Pre-release versions using the same version number as the final releases need some additional care. Different developers have different ideas about how to name their preleasess; "1.8b" could indicate either 1.8 beta that comes before 1.8, or it could indicate a release actually made after 1.8. As such, package utilities (correctly so) make no effort to special-case “alpha”, “beta”, “a”, “b”, or any other name for that matter, and usually sort by longest string such that "1.8" comes before "1.8b". A distro package maintainer is to tweak the Version: field in the .spec file in accordance with the sort order provided by our utilities. There are a number of ways to choose from, but pick one only. In the order of descending preference (= pick the first that is applicable), they are:

  • Some upstreams assign their prereleases sortable numbers (that no other normal release will obtain). For example, sssd-1.8.0beta2.tar.gz is defined to be “1.7.92”. Use Version: 1.7.92.
  • Use “tilde versions”. The spec's Version: field may contain a tilde as a special marker that sorts before anything else, including the end-of-string, that is, "1.8~" < "1.8". This feature is available starting from rpm-4.10 (and was backported into openSUSE 12.2's rpm 4.9.1). Use: Version: 1.8.0~beta2. Tildes can be used multiple times, should it really become necessary.
  • For the final release, choose a version string that sorts after the upstream final but before any future release. (Choices are indeed limited.) Version: 1.8.0.beta2 for the prerelease, Version: 1.8.0.0 for the final. This relies on the property that RPM sorts A–Z before 0–9. As you have noticed, rpm does not bluntly sort by ASCII value, and so, this variant may not necessarily work with non-RPM systems, should you plan to build for them too using OBS.
  • For the prerelease, choose a version that sorts before the final but after any potential future releases in the series, and use it to prefix the actual version.
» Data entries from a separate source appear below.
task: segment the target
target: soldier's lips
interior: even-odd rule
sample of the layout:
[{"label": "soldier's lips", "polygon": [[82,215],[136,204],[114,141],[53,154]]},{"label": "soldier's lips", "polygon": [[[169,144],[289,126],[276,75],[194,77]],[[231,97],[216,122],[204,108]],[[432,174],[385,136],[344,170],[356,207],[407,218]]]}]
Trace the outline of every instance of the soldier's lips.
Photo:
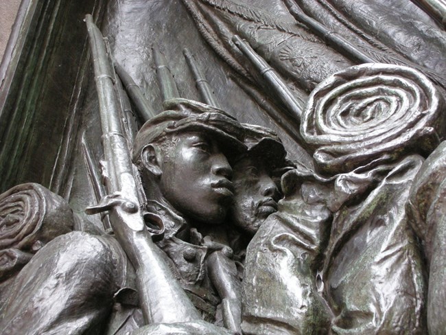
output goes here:
[{"label": "soldier's lips", "polygon": [[234,196],[234,186],[227,179],[221,179],[218,181],[213,182],[211,185],[213,190],[218,194],[226,198],[232,198]]}]

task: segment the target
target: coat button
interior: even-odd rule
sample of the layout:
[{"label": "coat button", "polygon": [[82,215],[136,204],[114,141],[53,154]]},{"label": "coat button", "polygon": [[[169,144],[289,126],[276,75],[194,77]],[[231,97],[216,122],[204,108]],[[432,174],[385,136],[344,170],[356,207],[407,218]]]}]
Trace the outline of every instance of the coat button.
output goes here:
[{"label": "coat button", "polygon": [[197,251],[193,248],[187,248],[183,252],[183,257],[187,262],[193,262],[197,257]]}]

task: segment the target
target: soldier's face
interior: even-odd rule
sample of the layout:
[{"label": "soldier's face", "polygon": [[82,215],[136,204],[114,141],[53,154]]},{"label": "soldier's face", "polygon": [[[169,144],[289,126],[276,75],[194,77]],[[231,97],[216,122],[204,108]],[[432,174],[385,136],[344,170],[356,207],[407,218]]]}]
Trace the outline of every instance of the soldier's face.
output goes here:
[{"label": "soldier's face", "polygon": [[232,169],[219,143],[206,134],[182,133],[162,163],[161,190],[187,218],[220,223],[232,202]]},{"label": "soldier's face", "polygon": [[277,211],[279,192],[266,163],[245,157],[233,167],[234,201],[232,221],[251,235],[268,216]]}]

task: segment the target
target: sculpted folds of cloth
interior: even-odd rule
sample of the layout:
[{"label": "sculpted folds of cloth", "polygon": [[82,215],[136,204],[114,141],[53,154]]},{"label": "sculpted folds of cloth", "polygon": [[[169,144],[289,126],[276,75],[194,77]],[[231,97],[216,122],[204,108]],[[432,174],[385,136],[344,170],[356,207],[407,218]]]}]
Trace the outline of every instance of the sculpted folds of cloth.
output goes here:
[{"label": "sculpted folds of cloth", "polygon": [[0,332],[445,333],[441,3],[101,2],[66,199],[0,195]]}]

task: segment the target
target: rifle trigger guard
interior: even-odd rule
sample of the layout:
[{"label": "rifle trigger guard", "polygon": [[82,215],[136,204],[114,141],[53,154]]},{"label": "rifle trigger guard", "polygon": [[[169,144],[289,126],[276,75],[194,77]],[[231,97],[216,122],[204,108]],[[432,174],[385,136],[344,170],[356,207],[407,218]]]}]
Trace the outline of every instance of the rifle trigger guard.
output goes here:
[{"label": "rifle trigger guard", "polygon": [[133,202],[126,199],[119,192],[108,194],[104,196],[99,203],[95,206],[89,206],[85,213],[89,215],[97,214],[103,211],[110,211],[116,206],[120,206],[123,211],[127,213],[136,213],[138,206]]}]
Version: 1.7.99_1.8.0beta2 for the prerelease, Version: 1.8.0 for the final.
  • Bumping the Epoch: field. Note that openSUSE discourages and does not use epochs, one reason being that zypper can actually handle downgrades (unlike yum, presumably) with `zypper dup` and `zypper in`. In fact, Epoch is considered harmful, citing the Maximum RPM book:
Solution Number 2: Just Say No! If you have the option between changing the software's version-numbering scheme, or using epoch numbers in RPM, please consider changing the version-numbering scheme. Chances are, if RPM can't figure it out, most of the people using your software can't, either.
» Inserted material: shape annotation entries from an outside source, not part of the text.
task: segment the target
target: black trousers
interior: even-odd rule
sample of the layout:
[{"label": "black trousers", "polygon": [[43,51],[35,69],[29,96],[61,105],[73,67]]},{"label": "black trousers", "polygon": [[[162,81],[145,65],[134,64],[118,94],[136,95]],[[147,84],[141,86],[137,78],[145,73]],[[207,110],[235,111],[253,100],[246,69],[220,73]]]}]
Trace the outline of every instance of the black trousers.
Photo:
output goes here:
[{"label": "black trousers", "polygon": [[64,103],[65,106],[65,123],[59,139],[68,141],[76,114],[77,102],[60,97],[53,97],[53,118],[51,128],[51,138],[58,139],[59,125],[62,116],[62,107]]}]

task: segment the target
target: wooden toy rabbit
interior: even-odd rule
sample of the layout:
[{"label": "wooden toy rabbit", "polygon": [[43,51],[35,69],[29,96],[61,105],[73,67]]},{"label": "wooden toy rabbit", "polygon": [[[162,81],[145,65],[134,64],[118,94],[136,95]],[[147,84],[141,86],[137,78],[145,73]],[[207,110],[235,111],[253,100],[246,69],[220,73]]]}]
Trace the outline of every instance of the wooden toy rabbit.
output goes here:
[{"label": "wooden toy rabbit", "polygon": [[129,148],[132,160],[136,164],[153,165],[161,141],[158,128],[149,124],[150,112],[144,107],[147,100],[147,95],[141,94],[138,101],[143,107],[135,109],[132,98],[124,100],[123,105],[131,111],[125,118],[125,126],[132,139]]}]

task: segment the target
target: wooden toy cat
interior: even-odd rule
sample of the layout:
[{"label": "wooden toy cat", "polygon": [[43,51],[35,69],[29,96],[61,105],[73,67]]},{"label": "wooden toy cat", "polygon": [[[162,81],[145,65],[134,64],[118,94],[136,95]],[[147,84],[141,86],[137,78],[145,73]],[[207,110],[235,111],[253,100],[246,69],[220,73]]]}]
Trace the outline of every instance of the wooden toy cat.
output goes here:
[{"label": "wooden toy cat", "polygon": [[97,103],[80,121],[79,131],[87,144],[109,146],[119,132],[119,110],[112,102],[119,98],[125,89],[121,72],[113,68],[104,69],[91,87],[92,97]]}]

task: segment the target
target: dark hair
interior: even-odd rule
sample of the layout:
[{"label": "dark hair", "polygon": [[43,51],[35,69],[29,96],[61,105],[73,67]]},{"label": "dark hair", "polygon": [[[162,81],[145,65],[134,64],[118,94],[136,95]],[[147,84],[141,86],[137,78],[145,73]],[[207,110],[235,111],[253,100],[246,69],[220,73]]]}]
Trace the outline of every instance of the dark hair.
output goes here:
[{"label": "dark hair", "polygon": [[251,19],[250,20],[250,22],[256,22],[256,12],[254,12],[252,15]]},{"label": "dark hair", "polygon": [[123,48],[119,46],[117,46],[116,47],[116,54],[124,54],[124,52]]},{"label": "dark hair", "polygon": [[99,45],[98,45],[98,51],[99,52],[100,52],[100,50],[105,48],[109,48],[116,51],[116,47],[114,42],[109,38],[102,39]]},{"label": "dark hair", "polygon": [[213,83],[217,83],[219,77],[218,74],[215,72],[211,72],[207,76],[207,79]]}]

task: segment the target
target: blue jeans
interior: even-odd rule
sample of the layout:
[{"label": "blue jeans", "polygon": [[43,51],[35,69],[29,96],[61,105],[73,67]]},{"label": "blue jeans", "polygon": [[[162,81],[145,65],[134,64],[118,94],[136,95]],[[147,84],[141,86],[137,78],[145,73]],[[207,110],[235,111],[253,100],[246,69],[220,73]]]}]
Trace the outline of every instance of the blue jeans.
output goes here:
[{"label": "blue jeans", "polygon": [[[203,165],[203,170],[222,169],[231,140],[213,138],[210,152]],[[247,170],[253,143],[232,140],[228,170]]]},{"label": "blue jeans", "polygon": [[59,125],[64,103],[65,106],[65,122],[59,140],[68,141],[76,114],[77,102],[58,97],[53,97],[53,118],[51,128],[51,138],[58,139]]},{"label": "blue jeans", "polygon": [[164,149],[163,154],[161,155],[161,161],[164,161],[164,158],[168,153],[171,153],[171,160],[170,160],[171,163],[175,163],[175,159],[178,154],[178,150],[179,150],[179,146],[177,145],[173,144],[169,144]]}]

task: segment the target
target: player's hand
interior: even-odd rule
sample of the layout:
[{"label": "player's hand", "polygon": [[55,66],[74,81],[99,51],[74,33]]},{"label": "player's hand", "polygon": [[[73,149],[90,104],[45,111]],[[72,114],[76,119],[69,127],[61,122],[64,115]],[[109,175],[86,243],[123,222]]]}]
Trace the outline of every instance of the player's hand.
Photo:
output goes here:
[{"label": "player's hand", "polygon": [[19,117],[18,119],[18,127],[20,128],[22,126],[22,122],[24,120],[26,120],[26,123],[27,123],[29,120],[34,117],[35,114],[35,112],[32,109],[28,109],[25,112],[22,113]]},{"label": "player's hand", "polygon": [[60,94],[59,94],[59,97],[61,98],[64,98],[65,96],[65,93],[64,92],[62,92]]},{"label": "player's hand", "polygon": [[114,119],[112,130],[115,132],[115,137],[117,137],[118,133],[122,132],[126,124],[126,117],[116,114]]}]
Do not attempt to abuse the rpm Release: tag for version information either. It is the wrong field to convey this information, and the Open Build Service will by default overwrite Release: anyway with checkin and build counters.

Post-Release packages

By and large, post releases generally pose no problem because upstreams generally version them such that they follow final releases.
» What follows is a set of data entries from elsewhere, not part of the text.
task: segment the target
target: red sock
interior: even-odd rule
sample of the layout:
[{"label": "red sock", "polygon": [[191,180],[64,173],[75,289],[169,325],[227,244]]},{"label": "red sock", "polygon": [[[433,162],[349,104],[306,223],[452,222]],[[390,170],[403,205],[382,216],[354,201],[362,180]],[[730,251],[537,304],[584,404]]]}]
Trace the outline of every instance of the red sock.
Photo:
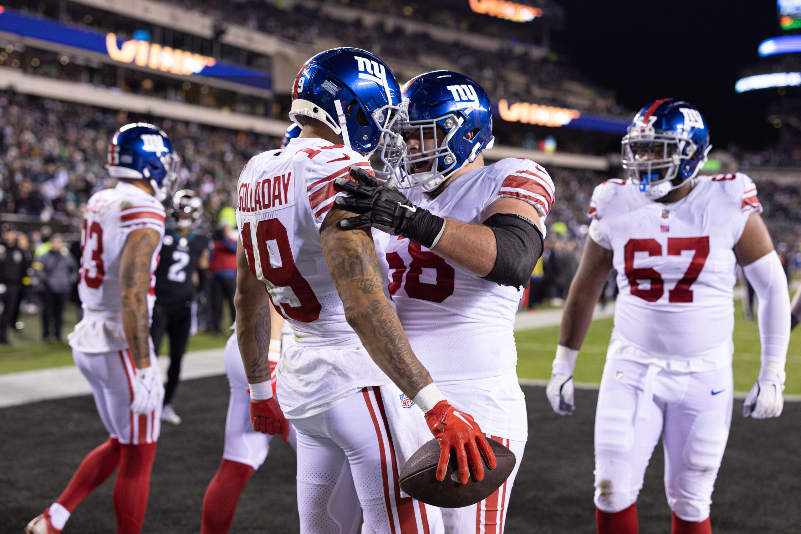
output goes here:
[{"label": "red sock", "polygon": [[70,484],[55,502],[70,512],[93,489],[103,483],[119,464],[119,442],[109,438],[106,443],[87,455],[72,476]]},{"label": "red sock", "polygon": [[690,523],[685,521],[676,514],[670,512],[673,516],[673,528],[670,534],[712,534],[712,524],[707,517],[700,523]]},{"label": "red sock", "polygon": [[147,509],[150,473],[155,456],[153,444],[120,445],[119,472],[114,485],[117,534],[139,534]]},{"label": "red sock", "polygon": [[595,526],[598,528],[598,534],[637,534],[639,532],[639,524],[637,522],[637,503],[614,514],[596,508]]},{"label": "red sock", "polygon": [[236,503],[253,471],[245,464],[223,459],[203,498],[200,534],[227,534]]}]

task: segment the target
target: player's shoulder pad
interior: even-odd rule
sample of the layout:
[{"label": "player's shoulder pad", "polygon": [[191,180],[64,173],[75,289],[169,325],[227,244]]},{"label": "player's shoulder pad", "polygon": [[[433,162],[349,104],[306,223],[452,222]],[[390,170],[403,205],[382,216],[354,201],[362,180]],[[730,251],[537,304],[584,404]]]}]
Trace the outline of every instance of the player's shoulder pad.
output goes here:
[{"label": "player's shoulder pad", "polygon": [[621,195],[628,193],[631,187],[633,184],[629,180],[620,178],[613,178],[595,186],[587,215],[600,220],[607,213],[609,207]]},{"label": "player's shoulder pad", "polygon": [[499,187],[498,196],[520,199],[534,206],[541,216],[548,215],[555,188],[541,165],[524,158],[505,158],[488,167],[486,175]]},{"label": "player's shoulder pad", "polygon": [[332,144],[325,139],[318,139],[311,147],[297,150],[292,158],[303,166],[305,171],[304,174],[310,184],[323,179],[332,180],[347,175],[354,165],[364,167],[372,174],[366,157],[350,147]]},{"label": "player's shoulder pad", "polygon": [[718,191],[714,191],[715,195],[724,195],[743,211],[762,211],[762,206],[757,199],[756,184],[745,173],[699,176],[697,179],[701,183],[707,183],[708,187],[717,189]]}]

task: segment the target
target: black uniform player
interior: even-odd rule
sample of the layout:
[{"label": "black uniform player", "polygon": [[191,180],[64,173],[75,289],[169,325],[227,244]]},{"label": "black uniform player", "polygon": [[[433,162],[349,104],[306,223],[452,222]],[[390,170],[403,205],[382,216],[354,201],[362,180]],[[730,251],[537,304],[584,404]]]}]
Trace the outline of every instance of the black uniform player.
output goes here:
[{"label": "black uniform player", "polygon": [[197,291],[193,280],[204,278],[208,269],[208,237],[195,230],[203,213],[203,202],[188,189],[173,197],[172,227],[167,231],[161,247],[161,259],[155,271],[155,306],[151,335],[159,350],[164,331],[170,336],[170,368],[164,387],[164,408],[161,420],[179,424],[181,418],[172,408],[172,395],[178,386],[181,358],[187,349],[192,326],[192,297]]}]

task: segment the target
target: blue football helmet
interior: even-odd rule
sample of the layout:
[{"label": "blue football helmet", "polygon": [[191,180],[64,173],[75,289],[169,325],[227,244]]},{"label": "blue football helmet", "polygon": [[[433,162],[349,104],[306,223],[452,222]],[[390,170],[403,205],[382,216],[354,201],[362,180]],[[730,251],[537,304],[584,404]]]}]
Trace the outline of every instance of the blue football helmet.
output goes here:
[{"label": "blue football helmet", "polygon": [[292,122],[292,126],[284,132],[284,139],[281,139],[281,148],[286,148],[289,142],[300,135],[301,131],[303,131],[303,128],[300,127],[300,125]]},{"label": "blue football helmet", "polygon": [[[433,191],[495,143],[489,98],[467,76],[449,70],[427,72],[407,82],[403,96],[409,115],[401,125],[404,137],[419,135],[421,151],[404,155],[399,188],[421,186],[425,191]],[[423,144],[426,130],[434,140],[429,150]]]},{"label": "blue football helmet", "polygon": [[661,199],[698,174],[712,146],[698,110],[674,98],[655,100],[634,117],[623,137],[623,168],[649,199]]},{"label": "blue football helmet", "polygon": [[358,48],[332,48],[306,62],[295,78],[289,118],[328,125],[356,152],[381,149],[384,175],[400,165],[400,86],[386,63]]},{"label": "blue football helmet", "polygon": [[180,167],[181,159],[172,150],[170,138],[152,124],[126,124],[109,144],[109,176],[148,180],[162,202],[171,199],[179,189]]}]

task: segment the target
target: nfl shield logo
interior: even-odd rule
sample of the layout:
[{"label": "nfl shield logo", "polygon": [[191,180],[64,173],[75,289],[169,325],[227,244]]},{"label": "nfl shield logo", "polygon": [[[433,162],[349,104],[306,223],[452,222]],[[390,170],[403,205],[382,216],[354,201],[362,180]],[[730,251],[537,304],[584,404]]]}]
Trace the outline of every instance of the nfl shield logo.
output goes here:
[{"label": "nfl shield logo", "polygon": [[400,394],[400,405],[405,408],[410,408],[414,406],[414,401],[406,396],[405,393]]}]

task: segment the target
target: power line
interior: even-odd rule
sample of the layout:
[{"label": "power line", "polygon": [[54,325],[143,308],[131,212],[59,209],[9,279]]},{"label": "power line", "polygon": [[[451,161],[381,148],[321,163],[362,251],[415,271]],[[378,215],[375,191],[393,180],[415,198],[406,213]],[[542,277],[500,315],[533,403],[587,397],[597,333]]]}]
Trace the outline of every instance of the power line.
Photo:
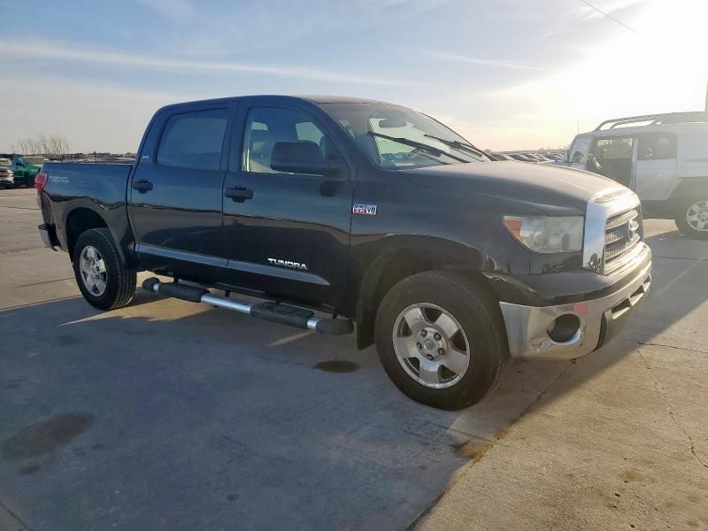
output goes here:
[{"label": "power line", "polygon": [[593,9],[594,9],[595,11],[596,11],[598,13],[600,13],[600,14],[602,14],[602,15],[604,15],[604,16],[607,17],[608,19],[610,19],[610,20],[613,20],[614,22],[617,22],[617,23],[618,23],[620,26],[622,26],[622,27],[626,27],[626,28],[627,28],[627,29],[628,29],[629,31],[633,31],[633,32],[635,32],[635,33],[637,33],[637,31],[636,31],[636,30],[635,30],[634,27],[628,27],[627,24],[625,24],[624,22],[622,22],[622,21],[620,21],[620,20],[618,20],[617,19],[615,19],[614,17],[612,17],[612,16],[610,13],[606,13],[606,12],[604,12],[603,10],[601,10],[601,9],[599,9],[599,8],[596,8],[596,7],[595,7],[595,6],[594,6],[592,4],[590,4],[589,2],[588,2],[588,0],[581,0],[581,2],[582,2],[583,4],[586,4],[587,5],[589,5],[591,8],[593,8]]}]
If upstream is using delimiters from the permitted character set, then just reuse that for the version string. Otherwise replace them by something permitted.

  • openssl-0.9.8p: Version: 0.9.8p
  • suse-11-GA1: Version: 11.GA1 # GA=General Availability

Again, letter strings that only have meaning to humans (like GA here) may need to be prefixed by something like a number that helps ordering them the way upstream intended if the natural order of A–Z is not sufficient. Assuming FUBAR comes after GA, then

  • suse-11-GA1: Version: 11+0.GA1
  • suse-11-FUBAR1: Version: 11+1.FUBAR1

would be a workable solution. You will notice '+' was chosen here by the wiki page editor instead of '.' as a delimiter here, for reason to avoid somewhat ambiguous versions (11.0.GA1 could either be interpreted as 11.0+GA1 or 11+0.GA1).

For prereleases to postreleases, simply use the tilde mechanism as described above (“openssl-0.9.6q~betaX”).